The economic and social benefits of low carbon cities: A review of the evidence
This paper, from the Coalition for Urban Transitions, reviews the synergies between urban economic development and climate action in cities.
Over half of the world’s population live in urban areas and increasingly, cities are the focus of efforts to meet human development goals and sustain economic growth. Yet the pursuit of more prosperous, inclusive and sustainable urban development is complicated by climate change, which multiplies existing environmental risks, undermines the effectiveness of existing infrastructure, and creates new resource constraints.
To catalyze action on climate change, low carbon measures must help to realise other development priorities. These measures that enhance the positive social, economic, and environmental impacts beyond emission reductions are characterized as ‘co-benefits’ of sustainable development.

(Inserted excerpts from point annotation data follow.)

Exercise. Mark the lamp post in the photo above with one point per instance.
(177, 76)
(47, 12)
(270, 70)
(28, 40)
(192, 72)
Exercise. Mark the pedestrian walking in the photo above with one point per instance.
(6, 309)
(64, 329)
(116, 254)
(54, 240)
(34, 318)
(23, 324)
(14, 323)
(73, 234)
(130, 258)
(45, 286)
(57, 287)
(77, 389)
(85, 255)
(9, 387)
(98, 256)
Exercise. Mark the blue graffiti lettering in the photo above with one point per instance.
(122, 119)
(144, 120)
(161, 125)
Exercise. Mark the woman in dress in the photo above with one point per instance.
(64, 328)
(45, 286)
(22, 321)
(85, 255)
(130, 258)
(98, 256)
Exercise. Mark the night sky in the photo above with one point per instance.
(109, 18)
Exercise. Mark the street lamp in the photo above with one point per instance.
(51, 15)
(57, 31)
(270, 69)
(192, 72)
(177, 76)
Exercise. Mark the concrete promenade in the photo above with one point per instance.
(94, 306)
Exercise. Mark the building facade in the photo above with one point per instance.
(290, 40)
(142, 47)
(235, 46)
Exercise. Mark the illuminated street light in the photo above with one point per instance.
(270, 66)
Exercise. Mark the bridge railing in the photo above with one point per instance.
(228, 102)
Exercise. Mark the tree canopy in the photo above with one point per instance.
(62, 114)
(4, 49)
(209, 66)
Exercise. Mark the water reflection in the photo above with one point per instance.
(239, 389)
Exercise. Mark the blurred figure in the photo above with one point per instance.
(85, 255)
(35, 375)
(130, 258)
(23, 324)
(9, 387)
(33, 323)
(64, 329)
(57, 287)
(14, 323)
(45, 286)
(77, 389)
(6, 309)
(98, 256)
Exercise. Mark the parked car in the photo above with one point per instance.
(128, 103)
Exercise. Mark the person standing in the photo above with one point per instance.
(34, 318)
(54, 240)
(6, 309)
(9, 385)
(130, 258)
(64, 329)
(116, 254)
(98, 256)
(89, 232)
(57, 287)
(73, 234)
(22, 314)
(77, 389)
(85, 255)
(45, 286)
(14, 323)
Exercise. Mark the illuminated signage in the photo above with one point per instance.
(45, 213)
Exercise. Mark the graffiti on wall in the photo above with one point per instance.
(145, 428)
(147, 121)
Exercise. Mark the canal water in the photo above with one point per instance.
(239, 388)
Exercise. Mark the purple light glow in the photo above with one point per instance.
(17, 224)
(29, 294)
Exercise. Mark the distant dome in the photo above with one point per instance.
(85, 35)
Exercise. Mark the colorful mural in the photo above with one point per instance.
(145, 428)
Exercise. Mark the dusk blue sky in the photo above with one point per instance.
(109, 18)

By identifying synergies between human development goals and climate mitigation, co-benefits can help to build the political will and public appetite for ambitious low carbon action in cities.
This paper provides a comprehensive review of the links between aspirations for urban development and the imperative for climate action in cities. Drawing on over 700 publications, the paper focuses on low carbon measures in the buildings, transport, and waste sectors. The report highlights that low carbon measures can help to achieve a range of development co-benefits including job creation, improved public health, social inclusion, and improved accessibility.
A selection of the findings
- Workers in energy-efficient buildings have been found to be 1–16% more productive, due to an improved working environment and lower rates of illness.
- Up to 3 billion people rely on open fires for heating, cooking, and lighting, leading to 4 million deaths from indoor air pollution. When health benefits are considered, the benefits of adopting solar lighting and clean cook stoves in cities can be worth up to 60 times the investment needs.
- Motor vehicle crashes are responsible for 1.3 million global deaths each year and over 78 million injuries. Where public transport networks are well developed, transport-related injuries are more than 80% lower.
- More roads often lead to even slower travel times. Conversely, public transit can provide a dramatic reduction in travel times, in some cases reducing them by more than 50%.
- People from lower income brackets typically spend more time commuting. Improving accessibility therefore disproportionately benefits the urban poor.
- In Bangladesh, there are potentially over 200,000 jobs and livelihoods associated with solid waste management. Composting and recycling initiatives could account for a significant number of new and better paid jobs.
- Investments in recycling schemes can offer new job opportunities for skilled and unskilled workers, new revenue streams for local governments, and potential for improved working conditions for waste workers.